Mientras tanto, doblada en los espejos del aire,
/Cuernavaca,
te extiendes boca abajo
de bruces contra el sur
para alcanzar el mar
que está tan lejos.
Cuernavaca, camino de las geografías,
yendo y viniendo por las encrucijadas del planeta
distante
en la distancia del espacio-tiempo.
Llena de mundo
desde los fundadores de Cuaunáhuac.
Llena del sol y el agua del descanso
nada tienes que reclamarle
al frío del invierno.
Cuernavaca de los días cálidos,
de los vestidos descubiertos,
de las casas gozosas
que esperan fieles en los prados.
Cuernavaca de los artistas que dibujan
tu luz,
poetas de las cosas bellas
poniendo orquídeas en tus árboles.
Aquí se sientan contra el sol
para estar a tu espalda:
multiplicada huella de quebradas, calcándote
a ti misma, matemática.
Mural abierto al mundo,
mirándolo
pero sin descubrir tu cara,
sin concedernos todavía la inagotable efigie paralela
que escondes boca abajo
hacia el mar
como buscándolo,
como yéndote,
como dándote a él desde la altura
mientras saludas
—repitiéndote, saliéndote de ti—
muchedumbres de afuera
que se miran en ti desde muy lejos,
con los pies en la arena.
Cuernavaca, que existes florecida
de gente
desde hace treinta siglos.
Tus mesetas se cortan
por cañadas tan hondas
como el goce escondido
de aquellos que tallaron la obsidiana,
como el orgullo sordo de los que en Teopanzolco
edificaron la “Pirámide de los Templos Gemelos”,
hermana del gran templo de Tenochtitlán.
Teopanzolco, santuario de la fecundidad y de la
/guerra.
Teopanzolco, santuario de la lluvia
que germina en los montes.
Teopanzolco, santuario de los vientos
para que el polen de la historia se reparta
y no muera.
Cuernavaca, albergue de mi vida.
Yo también soy de lejos.
Y es necesario que levantes tu hundido rostro
y me lo acerques
para hablarte al oído.
Es preciso que pongas el oído
y el alma
que te regalo aladamente
para que puedas escucharme
desde ese cuerpo tuyo esbelto y alargado
que te repite prolongándose
reflejado en el aire
porque serás —llena de pájaros sonoros—
la otra cara del diálogo.
Cuernavaca, estoy sola,
pero esta oda te envuelve en mis palabras.

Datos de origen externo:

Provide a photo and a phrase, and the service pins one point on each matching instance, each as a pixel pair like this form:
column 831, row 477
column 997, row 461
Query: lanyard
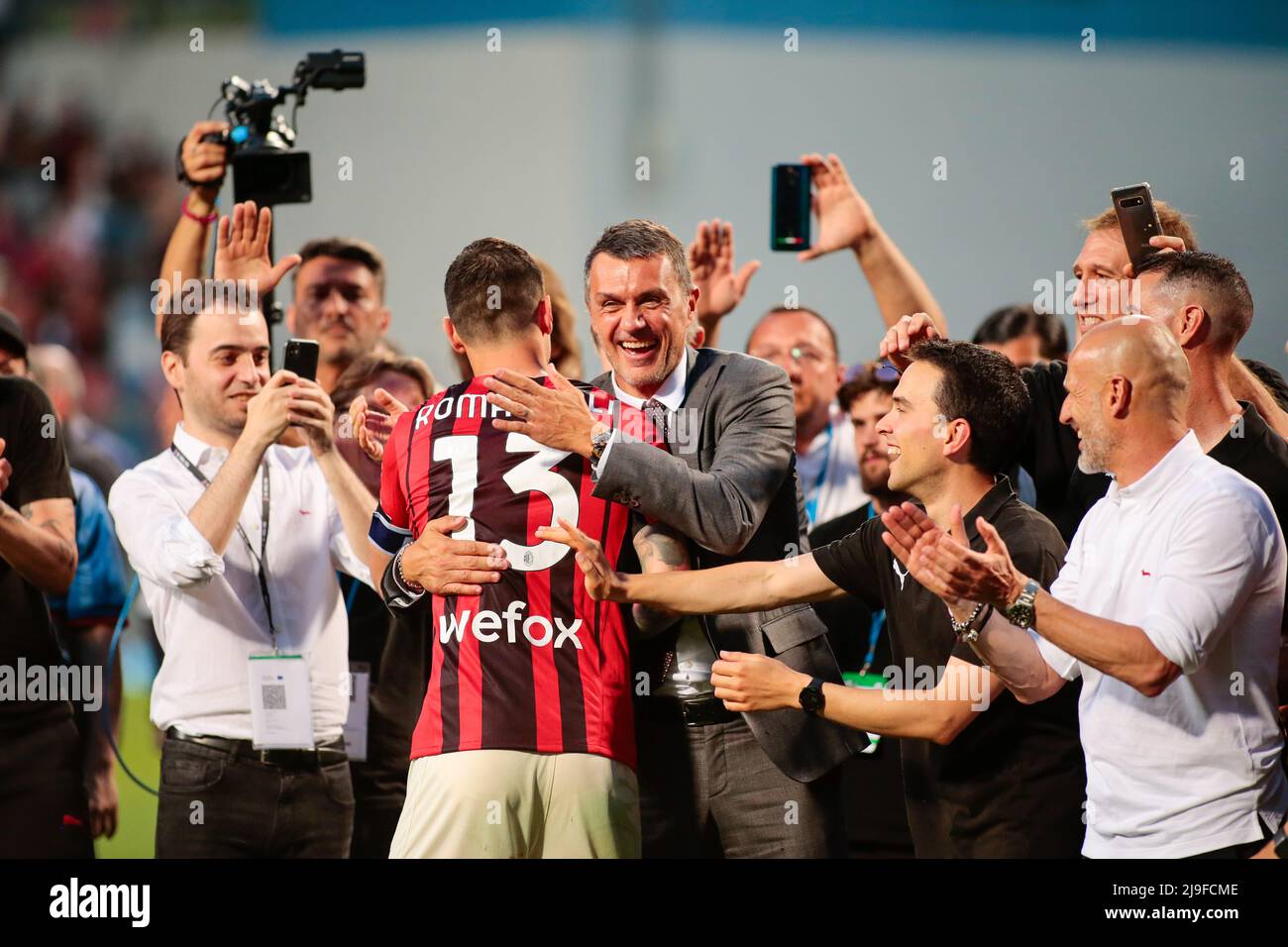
column 811, row 504
column 263, row 535
column 877, row 620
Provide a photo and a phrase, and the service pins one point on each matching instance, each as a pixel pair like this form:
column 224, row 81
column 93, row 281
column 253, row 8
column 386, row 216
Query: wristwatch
column 969, row 630
column 811, row 697
column 1020, row 612
column 1280, row 841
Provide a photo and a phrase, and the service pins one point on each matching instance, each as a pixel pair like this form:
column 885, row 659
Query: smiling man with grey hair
column 1168, row 607
column 711, row 781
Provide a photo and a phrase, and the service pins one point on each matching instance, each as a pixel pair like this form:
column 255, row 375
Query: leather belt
column 322, row 755
column 706, row 711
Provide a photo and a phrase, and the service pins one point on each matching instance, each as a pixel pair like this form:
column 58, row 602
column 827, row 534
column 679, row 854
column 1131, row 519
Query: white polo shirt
column 828, row 471
column 207, row 608
column 1193, row 554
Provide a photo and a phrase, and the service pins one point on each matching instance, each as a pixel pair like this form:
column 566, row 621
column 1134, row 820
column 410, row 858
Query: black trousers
column 43, row 808
column 215, row 805
column 711, row 791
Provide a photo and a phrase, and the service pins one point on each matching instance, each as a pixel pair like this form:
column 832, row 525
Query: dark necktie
column 660, row 418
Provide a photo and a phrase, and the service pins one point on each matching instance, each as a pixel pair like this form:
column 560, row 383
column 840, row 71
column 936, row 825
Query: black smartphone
column 301, row 357
column 790, row 205
column 1136, row 219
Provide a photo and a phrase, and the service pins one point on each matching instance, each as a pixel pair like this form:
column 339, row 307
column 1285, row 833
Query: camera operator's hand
column 204, row 161
column 269, row 412
column 5, row 470
column 903, row 335
column 711, row 263
column 241, row 249
column 844, row 218
column 312, row 408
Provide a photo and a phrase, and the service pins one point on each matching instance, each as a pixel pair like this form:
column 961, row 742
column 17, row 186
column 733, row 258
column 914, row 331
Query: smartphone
column 1136, row 219
column 301, row 357
column 790, row 208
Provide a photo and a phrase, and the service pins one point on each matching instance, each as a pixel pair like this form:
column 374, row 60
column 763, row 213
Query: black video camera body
column 267, row 169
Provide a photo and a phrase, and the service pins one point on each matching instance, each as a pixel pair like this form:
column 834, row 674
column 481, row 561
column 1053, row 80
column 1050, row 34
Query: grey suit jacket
column 732, row 488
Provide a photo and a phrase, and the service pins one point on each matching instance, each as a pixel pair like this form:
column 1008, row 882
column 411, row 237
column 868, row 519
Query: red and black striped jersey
column 533, row 663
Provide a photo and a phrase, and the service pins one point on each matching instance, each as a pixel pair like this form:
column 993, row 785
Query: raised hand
column 844, row 217
column 755, row 682
column 445, row 566
column 601, row 581
column 903, row 335
column 711, row 263
column 945, row 565
column 373, row 428
column 555, row 416
column 241, row 249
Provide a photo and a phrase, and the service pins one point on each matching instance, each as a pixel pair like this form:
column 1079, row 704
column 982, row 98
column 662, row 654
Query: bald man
column 1168, row 607
column 1205, row 300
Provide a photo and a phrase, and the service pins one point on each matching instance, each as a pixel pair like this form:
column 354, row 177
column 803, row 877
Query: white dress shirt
column 670, row 394
column 829, row 471
column 1192, row 554
column 207, row 608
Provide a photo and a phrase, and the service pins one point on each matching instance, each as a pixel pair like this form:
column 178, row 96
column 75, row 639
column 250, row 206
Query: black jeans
column 711, row 791
column 214, row 805
column 43, row 808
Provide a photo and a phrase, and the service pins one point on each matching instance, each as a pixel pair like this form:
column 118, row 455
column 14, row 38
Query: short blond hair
column 1172, row 221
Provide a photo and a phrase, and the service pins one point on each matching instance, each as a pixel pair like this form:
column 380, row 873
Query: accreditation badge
column 281, row 706
column 870, row 682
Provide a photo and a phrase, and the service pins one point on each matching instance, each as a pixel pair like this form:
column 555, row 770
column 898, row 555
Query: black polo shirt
column 1012, row 784
column 40, row 472
column 876, row 819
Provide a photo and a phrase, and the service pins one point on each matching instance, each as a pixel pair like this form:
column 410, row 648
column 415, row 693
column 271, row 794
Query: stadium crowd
column 991, row 598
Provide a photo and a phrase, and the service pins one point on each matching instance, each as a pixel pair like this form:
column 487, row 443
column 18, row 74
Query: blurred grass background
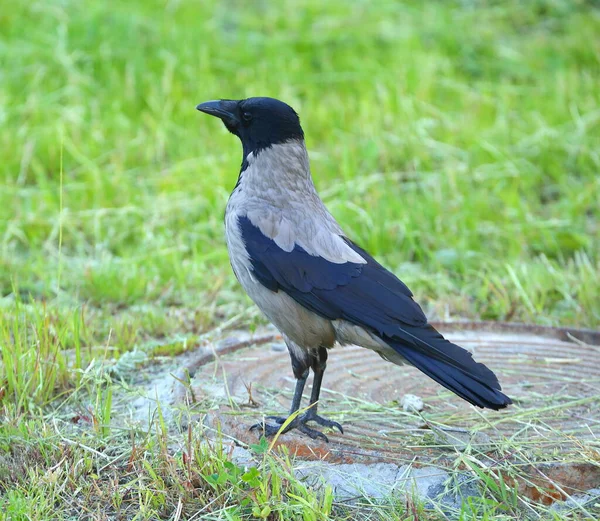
column 459, row 141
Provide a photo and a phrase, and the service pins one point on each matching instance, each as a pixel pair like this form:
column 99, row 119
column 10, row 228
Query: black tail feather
column 450, row 365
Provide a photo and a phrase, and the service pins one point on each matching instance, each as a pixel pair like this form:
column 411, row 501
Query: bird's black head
column 258, row 122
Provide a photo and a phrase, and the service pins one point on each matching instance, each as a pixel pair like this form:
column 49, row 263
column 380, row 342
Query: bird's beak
column 223, row 109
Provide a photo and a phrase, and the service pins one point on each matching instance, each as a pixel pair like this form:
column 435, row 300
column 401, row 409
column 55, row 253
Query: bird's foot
column 298, row 423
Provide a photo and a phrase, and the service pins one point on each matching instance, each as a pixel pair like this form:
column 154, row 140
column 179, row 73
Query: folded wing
column 372, row 297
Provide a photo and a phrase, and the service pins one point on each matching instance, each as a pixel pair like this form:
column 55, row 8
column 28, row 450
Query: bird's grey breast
column 276, row 194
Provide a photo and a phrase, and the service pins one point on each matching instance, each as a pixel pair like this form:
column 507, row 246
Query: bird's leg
column 319, row 366
column 301, row 362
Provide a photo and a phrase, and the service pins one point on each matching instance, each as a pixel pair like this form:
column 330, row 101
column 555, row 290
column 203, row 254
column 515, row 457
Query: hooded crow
column 312, row 282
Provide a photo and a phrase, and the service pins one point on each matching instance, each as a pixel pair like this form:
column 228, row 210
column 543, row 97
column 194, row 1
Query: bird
column 317, row 286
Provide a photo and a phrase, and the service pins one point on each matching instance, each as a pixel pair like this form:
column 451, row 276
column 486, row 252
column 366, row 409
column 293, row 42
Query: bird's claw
column 298, row 423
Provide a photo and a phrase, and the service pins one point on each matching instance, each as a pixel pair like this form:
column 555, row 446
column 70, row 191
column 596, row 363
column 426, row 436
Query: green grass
column 458, row 141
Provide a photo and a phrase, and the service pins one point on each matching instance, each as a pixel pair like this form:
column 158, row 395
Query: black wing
column 372, row 297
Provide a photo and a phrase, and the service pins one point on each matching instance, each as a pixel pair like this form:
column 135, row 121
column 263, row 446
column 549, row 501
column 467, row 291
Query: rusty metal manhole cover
column 552, row 374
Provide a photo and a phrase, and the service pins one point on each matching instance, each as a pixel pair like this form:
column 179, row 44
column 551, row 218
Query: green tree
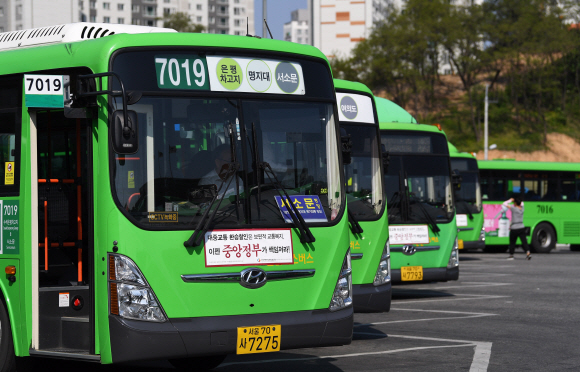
column 181, row 22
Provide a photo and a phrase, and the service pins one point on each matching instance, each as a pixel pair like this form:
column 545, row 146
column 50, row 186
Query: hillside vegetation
column 521, row 49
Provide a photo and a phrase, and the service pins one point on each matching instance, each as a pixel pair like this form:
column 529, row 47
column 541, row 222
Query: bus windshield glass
column 363, row 175
column 418, row 187
column 185, row 149
column 468, row 198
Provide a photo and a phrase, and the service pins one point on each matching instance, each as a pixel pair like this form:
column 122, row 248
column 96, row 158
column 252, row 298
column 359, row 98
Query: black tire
column 7, row 358
column 543, row 238
column 198, row 363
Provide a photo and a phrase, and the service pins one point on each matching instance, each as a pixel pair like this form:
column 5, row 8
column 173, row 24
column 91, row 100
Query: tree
column 181, row 22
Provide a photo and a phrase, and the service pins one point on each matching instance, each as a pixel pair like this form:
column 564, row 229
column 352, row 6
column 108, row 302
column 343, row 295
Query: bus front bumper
column 133, row 340
column 469, row 245
column 369, row 298
column 437, row 274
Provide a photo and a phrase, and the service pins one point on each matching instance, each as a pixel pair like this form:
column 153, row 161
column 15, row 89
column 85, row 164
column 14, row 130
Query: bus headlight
column 342, row 295
column 131, row 297
column 383, row 274
column 454, row 257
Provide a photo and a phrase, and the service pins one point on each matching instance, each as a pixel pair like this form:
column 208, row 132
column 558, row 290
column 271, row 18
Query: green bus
column 469, row 213
column 369, row 234
column 168, row 196
column 551, row 195
column 421, row 209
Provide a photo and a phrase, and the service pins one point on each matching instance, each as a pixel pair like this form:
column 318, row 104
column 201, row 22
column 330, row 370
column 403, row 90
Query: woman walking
column 517, row 229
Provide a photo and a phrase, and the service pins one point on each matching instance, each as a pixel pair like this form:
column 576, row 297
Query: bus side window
column 10, row 113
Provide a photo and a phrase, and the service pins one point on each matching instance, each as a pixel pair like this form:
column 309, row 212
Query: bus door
column 63, row 310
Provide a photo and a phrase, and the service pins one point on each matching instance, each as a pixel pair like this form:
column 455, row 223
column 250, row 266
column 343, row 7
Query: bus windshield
column 185, row 149
column 468, row 198
column 363, row 180
column 418, row 179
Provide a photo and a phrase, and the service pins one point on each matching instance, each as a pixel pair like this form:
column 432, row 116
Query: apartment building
column 298, row 29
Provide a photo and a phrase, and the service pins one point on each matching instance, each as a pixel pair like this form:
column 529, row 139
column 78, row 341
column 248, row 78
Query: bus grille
column 571, row 229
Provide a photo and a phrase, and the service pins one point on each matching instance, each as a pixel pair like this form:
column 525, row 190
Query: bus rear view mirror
column 125, row 136
column 346, row 145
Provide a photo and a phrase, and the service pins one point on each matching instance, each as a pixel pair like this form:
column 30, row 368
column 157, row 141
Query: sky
column 278, row 14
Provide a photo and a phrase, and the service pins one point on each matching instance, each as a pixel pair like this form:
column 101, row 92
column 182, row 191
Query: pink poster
column 496, row 220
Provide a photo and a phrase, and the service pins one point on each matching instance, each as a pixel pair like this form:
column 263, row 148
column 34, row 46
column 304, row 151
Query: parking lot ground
column 499, row 316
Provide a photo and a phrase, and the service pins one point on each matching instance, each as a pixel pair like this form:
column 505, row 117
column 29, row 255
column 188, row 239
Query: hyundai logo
column 253, row 278
column 409, row 250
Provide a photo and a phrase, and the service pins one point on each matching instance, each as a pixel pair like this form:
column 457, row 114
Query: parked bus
column 469, row 213
column 551, row 195
column 421, row 209
column 169, row 196
column 369, row 234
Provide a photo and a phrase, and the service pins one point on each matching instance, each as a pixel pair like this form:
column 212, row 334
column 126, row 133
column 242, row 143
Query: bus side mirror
column 125, row 136
column 456, row 179
column 386, row 161
column 346, row 145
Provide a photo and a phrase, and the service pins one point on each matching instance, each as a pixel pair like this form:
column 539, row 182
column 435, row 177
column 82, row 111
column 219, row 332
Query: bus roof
column 351, row 85
column 454, row 153
column 390, row 112
column 95, row 53
column 500, row 164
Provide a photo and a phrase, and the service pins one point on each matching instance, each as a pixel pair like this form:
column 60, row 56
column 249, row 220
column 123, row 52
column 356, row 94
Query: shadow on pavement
column 410, row 293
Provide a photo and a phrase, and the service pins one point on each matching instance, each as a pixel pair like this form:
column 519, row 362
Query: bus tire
column 7, row 357
column 198, row 363
column 543, row 238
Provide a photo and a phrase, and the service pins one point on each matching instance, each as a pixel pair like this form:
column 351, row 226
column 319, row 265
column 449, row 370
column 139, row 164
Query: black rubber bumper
column 133, row 340
column 370, row 299
column 439, row 274
column 473, row 245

Dentro de ti, mi compañero
ha muerto
inolvidable
para siempre en tus brazos.
Y te quedaste en él,
(y en mí —que soy el eco
que aún respira su historia—)
primaveral, geográfica, dilecta, multiplicadamente
/viva
para siempre
en su muerte.
Con una fecha irreversible, incuestionable,
para siempre
en su lápida.[1]
[1] Albala, Eliana, Los que nos fuimos sin las cosas, México, UNICEDES-UAEM, 2003, pp. 82-86.